PIEDIMULERA – Un piano d’azione concreto per prevenire i devastanti incendi boschivi, un coordinamento istituzionale più forte a supporto dei piccoli Comuni e un riconoscimento ufficiale per chi ha lottato contro le fiamme. Sono le tre proposte lanciate dal senatore di Italia Viva Enrico Borghi a margine dell’incontro svoltosi questa mattina, lunedì 24 agosto, a Piedimulera.
Il vertice, promosso dal sindaco di Piedimulera, Alessandro Lana, ha visto la partecipazione dei primi cittadini di Vogogna, Beura-Cardezza, Pallanzeno, Calasca-Castiglione per fare il punto della situazione dopo le emergenze che hanno colpito l’Ossola nelle ultime settimane.

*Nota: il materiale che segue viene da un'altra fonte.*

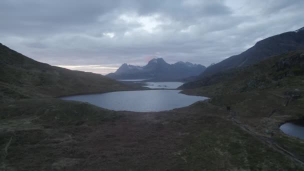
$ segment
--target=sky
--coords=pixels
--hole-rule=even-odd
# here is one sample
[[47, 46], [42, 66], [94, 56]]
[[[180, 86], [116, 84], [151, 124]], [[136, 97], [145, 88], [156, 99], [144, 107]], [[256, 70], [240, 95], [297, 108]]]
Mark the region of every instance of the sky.
[[42, 62], [106, 74], [122, 64], [208, 66], [304, 26], [302, 0], [1, 0], [0, 42]]

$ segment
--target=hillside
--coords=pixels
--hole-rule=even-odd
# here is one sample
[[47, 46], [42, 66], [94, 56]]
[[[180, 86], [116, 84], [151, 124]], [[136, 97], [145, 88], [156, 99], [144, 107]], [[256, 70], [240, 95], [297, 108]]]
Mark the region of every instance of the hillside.
[[0, 98], [54, 97], [130, 88], [99, 74], [38, 62], [0, 44]]
[[304, 49], [304, 28], [259, 41], [242, 54], [208, 67], [199, 78], [233, 68], [245, 67], [269, 56], [299, 49]]
[[198, 76], [206, 67], [189, 62], [179, 62], [174, 64], [166, 62], [162, 58], [154, 58], [144, 66], [134, 66], [124, 64], [114, 73], [106, 76], [114, 79], [156, 79], [177, 80]]
[[208, 89], [214, 94], [269, 88], [296, 88], [304, 86], [303, 51], [272, 56], [258, 64], [232, 68], [184, 84], [181, 88]]

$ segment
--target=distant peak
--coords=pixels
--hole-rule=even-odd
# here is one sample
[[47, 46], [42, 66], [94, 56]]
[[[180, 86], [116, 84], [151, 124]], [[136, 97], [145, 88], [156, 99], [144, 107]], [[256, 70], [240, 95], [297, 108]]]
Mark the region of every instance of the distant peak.
[[297, 30], [296, 31], [294, 31], [294, 32], [304, 32], [304, 27], [302, 27], [301, 28]]
[[153, 58], [151, 60], [150, 60], [150, 61], [149, 61], [149, 62], [148, 62], [148, 64], [153, 64], [153, 63], [166, 63], [164, 60], [164, 59], [162, 58]]

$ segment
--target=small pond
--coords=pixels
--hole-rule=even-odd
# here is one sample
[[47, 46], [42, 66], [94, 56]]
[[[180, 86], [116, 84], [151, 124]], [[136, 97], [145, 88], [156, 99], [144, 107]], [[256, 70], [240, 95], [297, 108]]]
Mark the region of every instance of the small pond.
[[178, 90], [148, 90], [111, 92], [62, 98], [88, 102], [111, 110], [160, 112], [188, 106], [208, 98], [187, 96]]
[[304, 140], [304, 120], [290, 121], [282, 124], [280, 128], [290, 136]]

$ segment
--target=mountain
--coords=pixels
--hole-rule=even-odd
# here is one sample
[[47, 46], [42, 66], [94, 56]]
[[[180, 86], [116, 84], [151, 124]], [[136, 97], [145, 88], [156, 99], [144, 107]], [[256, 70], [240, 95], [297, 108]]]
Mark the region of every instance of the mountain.
[[166, 62], [162, 58], [154, 58], [144, 66], [124, 64], [114, 73], [106, 75], [114, 79], [154, 78], [174, 80], [202, 73], [206, 67], [189, 62], [178, 62], [174, 64]]
[[100, 74], [38, 62], [0, 44], [0, 99], [54, 97], [130, 88]]
[[256, 64], [269, 56], [298, 49], [304, 49], [304, 27], [259, 41], [242, 54], [208, 67], [199, 78], [230, 68]]
[[247, 67], [216, 72], [180, 88], [196, 89], [210, 96], [269, 89], [302, 90], [304, 78], [304, 50], [299, 50], [270, 56]]

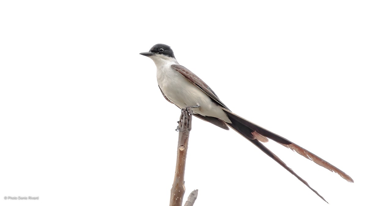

Le proposte: onorificenza e prevenzione
«Scriverò al Prefetto affinché proponga al Presidente della Repubblica un’onorificenza particolare per i volontari, i Vigili del Fuoco e il personale della Protezione Civile che hanno lavorato duramente in queste settimane per spegnere i roghi – ha spiegato parlando con Malpensa24 il senatore Borghi –. È giusto e doveroso che la comunità, attraverso le sue istituzioni, ringrazi chi ha operato per la salvaguardia della sicurezza e del bene comune».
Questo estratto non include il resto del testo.